Preparing your genomic data files for downstream analysis

Following the identification of a cohort (covered in #1 & #2 of the webinar series), popular tools such as bcftools enable simple preparation of genomics data into a ready to analyse format.

This third training session of the Data Science Get Results series will demonstrate how to find or link omics data within the Lifebit Platform, mount it to an interactive session, and use some tools to complete file manipulations and to prepare the data for downstream analysis. Tools used in this session will include bcftools, PLINK2 and R.

Note, that the data utilised in this session is synthetic or publicly available, and does not include any participant identifiable information. Only users who are registered to use the Lifebit Platform across any Lifebit client will be eligible to attend this course.

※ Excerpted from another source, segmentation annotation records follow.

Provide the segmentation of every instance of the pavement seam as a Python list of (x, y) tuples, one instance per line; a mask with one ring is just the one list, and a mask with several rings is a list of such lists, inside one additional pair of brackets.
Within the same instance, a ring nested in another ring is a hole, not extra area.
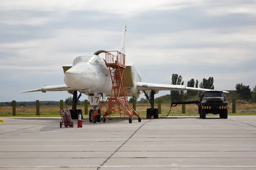
[(111, 158), (111, 157), (112, 157), (112, 156), (113, 156), (113, 155), (114, 155), (115, 153), (116, 153), (116, 152), (117, 152), (117, 151), (118, 151), (118, 150), (119, 150), (119, 149), (120, 148), (121, 148), (122, 147), (122, 146), (123, 146), (124, 145), (124, 144), (125, 144), (125, 143), (126, 143), (126, 142), (128, 142), (128, 141), (129, 140), (130, 140), (130, 139), (131, 138), (131, 137), (132, 137), (132, 136), (134, 136), (134, 134), (135, 134), (135, 133), (136, 133), (136, 132), (137, 132), (137, 131), (138, 131), (138, 130), (140, 130), (140, 128), (141, 128), (141, 127), (142, 127), (142, 126), (143, 126), (143, 125), (145, 125), (145, 124), (146, 123), (148, 123), (148, 122), (150, 122), (150, 121), (151, 121), (151, 120), (152, 120), (152, 119), (150, 119), (150, 120), (149, 120), (148, 121), (148, 122), (145, 122), (144, 123), (143, 123), (143, 125), (142, 125), (141, 126), (140, 126), (140, 128), (138, 128), (138, 129), (137, 129), (137, 130), (136, 130), (136, 131), (134, 132), (134, 133), (133, 133), (133, 134), (131, 135), (131, 136), (130, 136), (130, 137), (129, 137), (129, 138), (128, 138), (128, 139), (127, 140), (126, 140), (126, 141), (125, 141), (125, 142), (124, 142), (124, 143), (123, 143), (123, 144), (122, 144), (122, 145), (121, 145), (121, 146), (120, 146), (119, 147), (118, 147), (118, 148), (117, 148), (117, 149), (116, 149), (116, 150), (115, 150), (115, 151), (114, 151), (114, 152), (113, 152), (113, 153), (112, 154), (111, 154), (111, 155), (110, 156), (109, 156), (108, 157), (108, 158), (107, 158), (107, 159), (106, 159), (106, 160), (105, 160), (105, 161), (104, 161), (104, 162), (103, 162), (103, 163), (102, 163), (102, 164), (101, 164), (101, 165), (99, 166), (99, 167), (98, 167), (97, 168), (97, 170), (98, 170), (100, 169), (100, 168), (102, 167), (102, 166), (103, 166), (103, 165), (104, 165), (104, 164), (105, 164), (106, 162), (107, 162), (108, 161), (108, 160), (109, 160), (109, 159), (110, 159)]
[(252, 125), (249, 124), (248, 123), (244, 123), (244, 122), (239, 122), (239, 121), (236, 121), (235, 120), (230, 120), (230, 119), (228, 119), (228, 120), (230, 120), (230, 121), (233, 121), (233, 122), (239, 122), (239, 123), (243, 123), (244, 124), (246, 124), (246, 125), (251, 126), (252, 127), (253, 127), (254, 128), (256, 128), (256, 126), (253, 126), (253, 125)]
[(44, 126), (44, 125), (50, 125), (50, 124), (53, 124), (53, 123), (48, 123), (48, 124), (47, 124), (40, 125), (39, 126), (32, 126), (32, 127), (26, 128), (24, 128), (24, 129), (19, 129), (18, 130), (12, 131), (12, 132), (6, 132), (6, 133), (0, 133), (0, 135), (3, 135), (4, 134), (6, 134), (6, 133), (10, 133), (17, 132), (17, 131), (22, 130), (23, 130), (24, 129), (29, 129), (29, 128), (35, 128), (35, 127), (39, 127), (39, 126)]

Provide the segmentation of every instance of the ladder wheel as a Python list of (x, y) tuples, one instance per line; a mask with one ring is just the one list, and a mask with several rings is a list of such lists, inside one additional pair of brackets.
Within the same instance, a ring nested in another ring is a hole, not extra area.
[(129, 118), (129, 123), (131, 123), (132, 122), (132, 119), (131, 119), (131, 117)]
[(97, 118), (96, 118), (96, 117), (94, 117), (93, 120), (93, 123), (96, 123), (96, 122), (97, 122)]

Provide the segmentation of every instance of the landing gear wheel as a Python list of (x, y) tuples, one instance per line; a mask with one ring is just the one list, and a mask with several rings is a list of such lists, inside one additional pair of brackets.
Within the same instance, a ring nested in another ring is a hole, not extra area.
[(153, 112), (154, 119), (158, 119), (158, 109), (155, 108)]
[(101, 111), (100, 110), (98, 110), (98, 113), (99, 114), (96, 116), (96, 118), (97, 118), (97, 122), (101, 122)]
[(91, 118), (92, 117), (92, 114), (93, 114), (93, 109), (90, 110), (89, 112), (89, 121), (90, 122), (93, 122)]
[(131, 117), (129, 118), (129, 123), (131, 123), (132, 122), (132, 119)]
[(97, 122), (97, 118), (96, 118), (96, 117), (93, 117), (93, 123), (96, 123), (96, 122)]
[(224, 118), (223, 115), (224, 115), (223, 113), (220, 113), (220, 118)]

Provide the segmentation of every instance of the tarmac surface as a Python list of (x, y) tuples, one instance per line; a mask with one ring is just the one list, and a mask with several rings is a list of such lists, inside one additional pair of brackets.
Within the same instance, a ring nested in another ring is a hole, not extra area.
[(256, 169), (256, 116), (0, 118), (0, 170)]

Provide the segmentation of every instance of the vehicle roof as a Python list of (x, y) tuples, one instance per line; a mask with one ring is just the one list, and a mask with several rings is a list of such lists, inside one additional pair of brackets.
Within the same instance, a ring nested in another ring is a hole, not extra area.
[(211, 90), (211, 91), (204, 91), (204, 92), (209, 92), (209, 91), (215, 91), (215, 92), (223, 92), (224, 91), (220, 91), (220, 90)]

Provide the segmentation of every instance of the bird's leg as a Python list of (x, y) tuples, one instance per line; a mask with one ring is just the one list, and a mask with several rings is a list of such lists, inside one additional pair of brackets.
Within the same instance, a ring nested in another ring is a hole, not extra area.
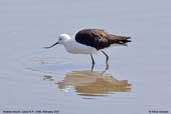
[(91, 60), (92, 60), (91, 71), (93, 71), (93, 69), (94, 69), (94, 64), (95, 64), (95, 61), (94, 61), (93, 55), (92, 55), (92, 54), (90, 54), (90, 56), (91, 56)]
[(106, 68), (105, 68), (105, 70), (108, 70), (109, 69), (109, 64), (108, 64), (109, 56), (104, 51), (102, 51), (102, 53), (106, 56)]

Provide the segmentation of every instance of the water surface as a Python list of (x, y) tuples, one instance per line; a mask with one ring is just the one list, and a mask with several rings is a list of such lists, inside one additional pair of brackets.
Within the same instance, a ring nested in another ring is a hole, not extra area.
[[(62, 114), (147, 114), (170, 110), (171, 7), (162, 0), (0, 0), (0, 110)], [(42, 47), (60, 33), (103, 28), (132, 37), (128, 47), (72, 55)]]

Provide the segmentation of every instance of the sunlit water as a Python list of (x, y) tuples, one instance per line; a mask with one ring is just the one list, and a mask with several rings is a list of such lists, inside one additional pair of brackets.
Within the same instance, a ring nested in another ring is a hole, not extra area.
[[(0, 111), (146, 114), (171, 111), (170, 1), (0, 1)], [(46, 50), (60, 33), (103, 28), (128, 35), (128, 47), (72, 55)], [(1, 112), (0, 112), (1, 113)]]

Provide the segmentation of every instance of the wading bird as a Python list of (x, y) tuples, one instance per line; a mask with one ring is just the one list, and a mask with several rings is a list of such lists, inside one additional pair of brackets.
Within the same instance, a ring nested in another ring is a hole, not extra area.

Any attendees who do not meet this criteria will be unregistered prior to the course.


What you will learn

  1. How to import files into interactive session
  2. Best practices for loading packages in the Lifebit Platform
  3. How to subset and aggregate files using bcftools
  4. How to convert files from 1 format to another using PLINK2
  5. How to use R to create file lists for pipelines such as GWAS & Exomiser



Target audience

This course is intended for researchers who need to prepare omics data for downstream analysis. Attendees tend to be academic researchers, data scientists, or bioinformaticians. Basic understanding of command line interface is beneficial.